Hey Tassie! In my experience, liquid and powdered pectin are not interchangeable. The Liquid version is always added after boiling but most types of powdered are added to the raw fruit or juice. Whenever possible, I let the natural pectin in the fruit do the work and don’t add anything additional.

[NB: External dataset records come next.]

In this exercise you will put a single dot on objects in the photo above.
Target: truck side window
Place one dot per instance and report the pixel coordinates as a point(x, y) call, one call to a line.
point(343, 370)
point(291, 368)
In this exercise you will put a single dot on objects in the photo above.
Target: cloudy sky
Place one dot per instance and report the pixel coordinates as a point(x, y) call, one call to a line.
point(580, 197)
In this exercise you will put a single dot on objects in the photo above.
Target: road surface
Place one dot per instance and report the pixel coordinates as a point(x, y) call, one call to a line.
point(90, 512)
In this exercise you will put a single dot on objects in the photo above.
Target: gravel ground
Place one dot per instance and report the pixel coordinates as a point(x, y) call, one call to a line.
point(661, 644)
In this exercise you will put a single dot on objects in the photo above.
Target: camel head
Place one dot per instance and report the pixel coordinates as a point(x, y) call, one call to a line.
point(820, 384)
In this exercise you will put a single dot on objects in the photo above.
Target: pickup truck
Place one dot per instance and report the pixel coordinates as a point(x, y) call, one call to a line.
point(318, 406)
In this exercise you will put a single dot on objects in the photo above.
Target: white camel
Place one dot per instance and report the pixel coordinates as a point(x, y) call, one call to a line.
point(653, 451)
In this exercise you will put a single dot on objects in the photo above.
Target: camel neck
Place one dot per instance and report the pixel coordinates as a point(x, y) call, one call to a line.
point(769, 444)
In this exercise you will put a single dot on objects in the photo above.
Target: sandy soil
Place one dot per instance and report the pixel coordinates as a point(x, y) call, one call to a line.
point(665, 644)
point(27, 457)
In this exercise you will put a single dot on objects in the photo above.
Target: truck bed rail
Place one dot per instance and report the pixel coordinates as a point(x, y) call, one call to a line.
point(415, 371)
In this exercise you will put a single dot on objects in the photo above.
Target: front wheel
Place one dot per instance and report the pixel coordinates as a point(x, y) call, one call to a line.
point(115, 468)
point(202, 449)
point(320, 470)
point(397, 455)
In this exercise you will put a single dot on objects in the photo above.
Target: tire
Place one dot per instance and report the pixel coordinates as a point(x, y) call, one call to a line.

Libbie Summers, Paula Deen Senior Food Editor of Savannah, GA (Paula Deen Test Kitchens) on June 12, 2010 10:18 PM

I would love to try this recipe as I find making jams relaxing and love to try new varieties.
I have a question though, how do you substitute the liquid pectin for the powder?  I normally use sure gel powder

Tassie of Fresno, CA on June 09, 2010 02:05 PM

HELP!!
I would like to print a few of your recipes but I can’t find the area where it says print.  Please comment.
Thank you,  Mk.

mk of San antonio. texas on June 09, 2010 01:07 PM

We are preparing for a trip to the states by cleaning out the freezer of all our wonderful Alaskan Blueberries and huckleberries.  Making up jam for family.  While waiting for the boiling bath to finish I decided to check my e-mail.  Found the newest article ‘Going Down Blueberry Memory Lane”  Your recipe looks easy and yummy.  The next batch I’m going to use this recipe.  I’ll have to let you know later how it turned out with blueberry’s closer to heaven.  I love getting all the wonderful recipes.  Paula you are my culinary inspiration as I explore the kitchen more and more.  Thank you.